WASHINGTON – Amid a pandemic on the brink of claiming 100,000 American lives, President Donald Trump made Memorial Day visits to a military cemetery and a historic fort on Monday – and paid homage to service members responding to the coronavirus.
“I stand before you at this noble fortress of American liberty to pay tribute to the immortal souls who fought and died to keep us free,” Trump said at Fort McHenry National Monument and Historic Shrine in Baltimore, where he and first lady Melania Trump held their hands over their hearts as a fife and drum corps played the national anthem.
“Tens of thousands of service members and national guardsmen are on the front lines of our war against this terrible virus,” Trump said. “As one nation, we mourn alongside every single family that has lost loved ones, including the families of our great Veterans.”
A few hundred people gathered outside at the fort, which was decorated with red, white and blue banners.
Coronavirus live updates: Trump visits Arlington amid restrictions, Memorial Day crowds ignore warnings, deaths near
Earlier, as a military bugler played “Taps,” Trump followed tradition by placing a wreath at the Tomb of the Unknown Soldier in Arlington National Cemetery. The brief ceremony honored “those who have died for our great Nation while serving in the US Armed Forces,” the White House said in a statement.
This Memorial Day comes as the United States braces to pass the 100,000 mark in deaths from the coronavirus that has forced the shutdown of state economies and limited public events. More than 1.6 million Americans have tested positive for the virus and nearly 98,000 have died as of midday Monday, according to Johns Hopkins University.
During the War of 1812, Americans soldiers at Fort McHenry defended Baltimore from attack by the British. The raising of a large American flag at the fort inspired the poem that turned into the national anthem, The Star Spangled Banner.

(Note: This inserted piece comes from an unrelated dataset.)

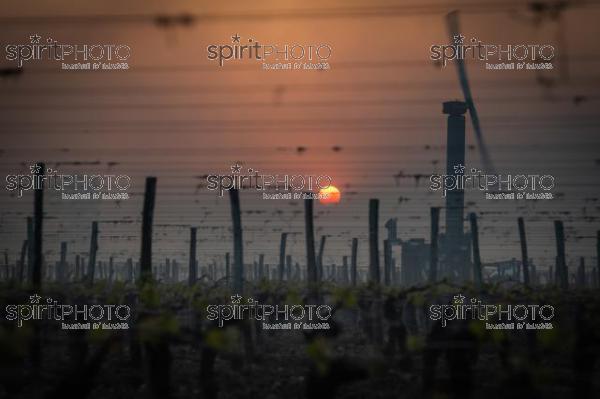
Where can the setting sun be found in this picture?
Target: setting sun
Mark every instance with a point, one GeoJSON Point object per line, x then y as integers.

Baltimore Mayor Bernard C. “Jack” Young criticized Trump’s visit to his city amid the pandemic, saying the president is not setting a good example.
“That President Trump is deciding to pursue nonessential travel sends the wrong message to our residents,” the Democratic mayor said in a statement.
In response, White House spokesman Judd Deere said: “The brave men and women who have preserved our freedoms for generations did not stay home and the President will not either as he honors their sacrifice by visiting such a historic landmark in our Nation’s history.”
More: Biden makes first in-person appearance in more than 2 months for Memorial Day remembrance
Former Vice President Joe Biden, who is running against Trump in this year’s presidential election, also marked the day, making his first public appearance in more than two months. Wearing a black mask, Biden placed a wreath at a veterans park near his Delaware home.
“Never forget the sacrifices that these men and women made,” Biden said during a brief exchange with reporters. “Never, ever, forget.”